Maersk has reported that shipments into China have declined after new restrictions imposed on foreign waste started to come into effect this month.

The new rules are delaying cargo ships laden with paper for recycling as they are unable to move from Hong Kong’s waters.

Maersk Line, the world’s largest shipper of containers, said it has seen a drop in waste cargo into China.

A Maersk spokeswoman in Hong Kong told Reuters: “While it’s too early to understand the full impact, we do see an impact on volumes of waste imports into China.

“However we expect some measure of rebound as exporters adapt to the new regulations.”

The ban on foreign waste was announced in July 2017.

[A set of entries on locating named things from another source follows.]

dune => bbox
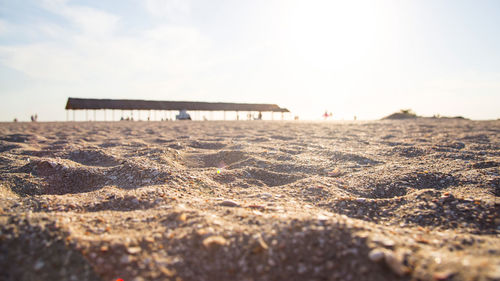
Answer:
[0,119,500,281]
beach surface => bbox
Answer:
[0,119,500,281]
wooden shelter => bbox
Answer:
[66,98,289,120]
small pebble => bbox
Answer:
[368,249,385,262]
[384,251,408,276]
[220,200,240,207]
[127,247,141,255]
[203,236,227,249]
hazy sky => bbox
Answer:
[0,0,500,121]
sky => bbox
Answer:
[0,0,500,121]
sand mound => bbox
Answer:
[0,118,500,281]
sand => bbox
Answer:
[0,119,500,281]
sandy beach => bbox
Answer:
[0,118,500,281]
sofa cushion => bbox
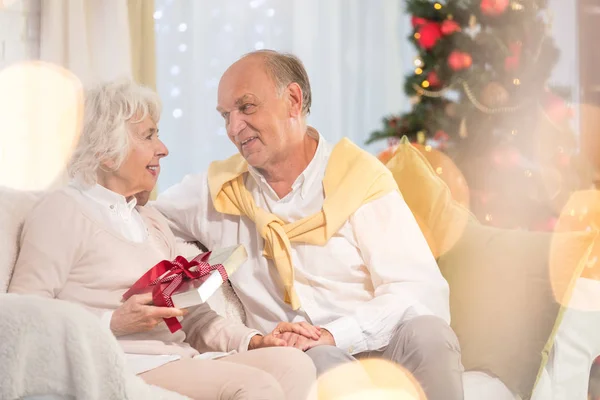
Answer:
[386,140,596,398]
[438,223,595,398]
[0,186,42,293]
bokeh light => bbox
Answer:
[310,358,427,400]
[0,62,83,190]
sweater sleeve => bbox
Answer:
[8,191,86,298]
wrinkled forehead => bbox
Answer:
[218,59,276,107]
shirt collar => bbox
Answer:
[73,180,137,215]
[248,126,327,198]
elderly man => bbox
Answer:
[156,51,463,400]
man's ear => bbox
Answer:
[100,159,117,171]
[287,82,303,117]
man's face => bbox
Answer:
[217,56,290,169]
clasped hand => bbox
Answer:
[248,322,335,351]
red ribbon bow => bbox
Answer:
[123,251,228,333]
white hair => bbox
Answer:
[68,79,161,185]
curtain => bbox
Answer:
[154,0,412,189]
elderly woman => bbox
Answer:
[9,81,319,400]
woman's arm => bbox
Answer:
[8,192,86,298]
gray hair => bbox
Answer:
[67,79,161,185]
[244,50,312,116]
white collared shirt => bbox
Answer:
[154,134,450,354]
[70,180,148,243]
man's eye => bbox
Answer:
[242,104,255,113]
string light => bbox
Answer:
[510,1,525,11]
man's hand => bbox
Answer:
[110,293,187,336]
[248,322,321,350]
[281,328,335,351]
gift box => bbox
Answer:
[123,245,248,333]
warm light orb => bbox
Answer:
[309,359,426,400]
[549,190,600,312]
[0,0,18,10]
[0,62,83,190]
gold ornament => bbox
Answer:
[410,95,421,106]
[510,1,525,11]
[469,14,477,28]
[481,82,510,108]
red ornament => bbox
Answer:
[418,22,442,50]
[481,0,509,17]
[410,15,427,28]
[448,50,473,71]
[504,43,522,72]
[427,71,442,87]
[544,93,572,124]
[441,19,461,36]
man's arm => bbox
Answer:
[150,173,217,245]
[323,192,450,354]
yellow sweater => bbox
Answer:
[208,139,398,310]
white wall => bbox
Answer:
[549,0,579,134]
[0,0,40,69]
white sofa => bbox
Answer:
[0,188,600,400]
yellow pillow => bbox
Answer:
[386,140,596,398]
[386,137,475,258]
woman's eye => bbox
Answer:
[242,104,254,113]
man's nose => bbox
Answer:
[228,111,246,137]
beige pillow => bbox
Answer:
[0,186,42,293]
[386,137,475,258]
[386,139,596,398]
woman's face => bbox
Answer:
[109,117,169,197]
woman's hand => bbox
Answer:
[110,293,187,336]
[248,322,321,350]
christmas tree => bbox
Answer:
[368,0,586,230]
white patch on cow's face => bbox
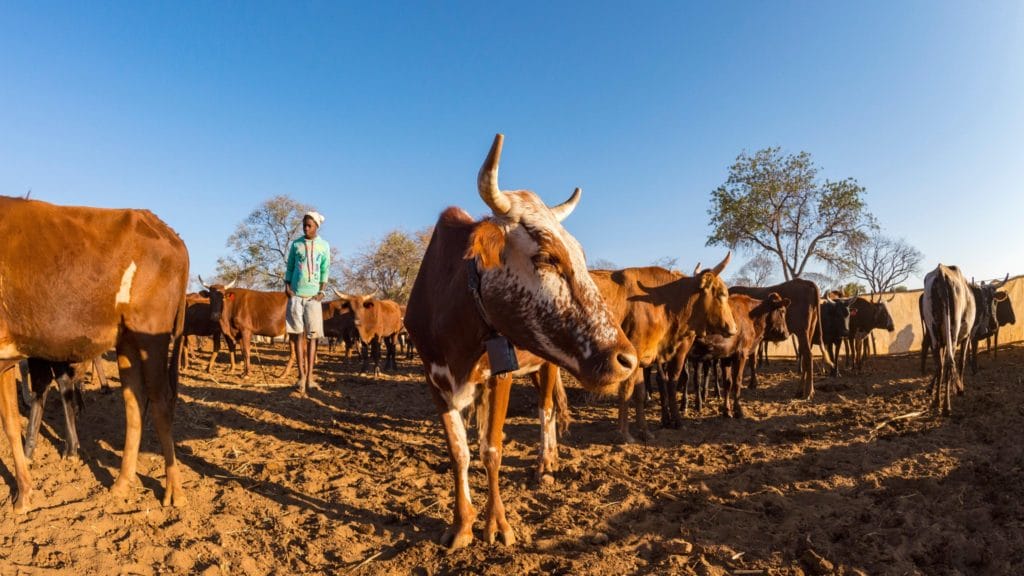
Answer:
[114,260,136,305]
[481,192,618,371]
[0,341,25,360]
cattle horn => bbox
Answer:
[711,250,732,276]
[551,188,583,221]
[476,134,512,216]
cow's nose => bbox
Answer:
[615,354,637,373]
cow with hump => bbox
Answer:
[921,264,976,416]
[406,134,637,549]
[0,197,188,512]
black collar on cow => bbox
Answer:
[466,258,519,376]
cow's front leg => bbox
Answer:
[480,375,515,546]
[534,363,561,480]
[430,382,476,550]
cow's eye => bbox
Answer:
[534,252,558,268]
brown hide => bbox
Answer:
[0,197,188,511]
[200,284,288,377]
[729,278,830,400]
[590,266,735,441]
[694,292,791,417]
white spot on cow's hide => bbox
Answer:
[114,260,136,305]
[0,341,25,360]
[449,409,472,501]
[430,364,476,410]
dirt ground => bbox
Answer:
[0,338,1024,575]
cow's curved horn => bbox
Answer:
[551,188,583,221]
[711,250,732,275]
[476,134,512,216]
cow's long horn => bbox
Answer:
[476,134,512,216]
[551,188,583,221]
[711,250,732,276]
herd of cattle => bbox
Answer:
[0,134,1016,548]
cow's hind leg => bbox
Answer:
[531,363,564,480]
[480,374,515,546]
[0,362,32,513]
[430,381,476,550]
[138,335,187,506]
[57,372,82,458]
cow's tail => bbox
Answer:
[167,274,188,403]
[811,290,836,369]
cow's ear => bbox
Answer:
[466,220,505,270]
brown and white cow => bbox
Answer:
[729,278,834,400]
[591,262,736,442]
[334,290,402,378]
[0,197,188,512]
[200,277,294,378]
[406,134,637,548]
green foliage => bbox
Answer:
[343,228,432,304]
[708,148,876,280]
[217,195,337,290]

China previously allowed the imports because it created extra supplies of metals and materials in short supply for use in the domestic market, but officials say the problems created far outweigh the benefits.

In a customer notice on September 26, 2017, German container shipper Hapag-Lloyd, the world’s fifth largest container line, said it would stop accepting cargoes of scrap plastic and waste paper from Europe, the US and Asia due to arrive at Chinese ports after December 31, 2017.

While China indicates it will impose an outright ban on mixed waste paper, a final decision isn’t expected until November.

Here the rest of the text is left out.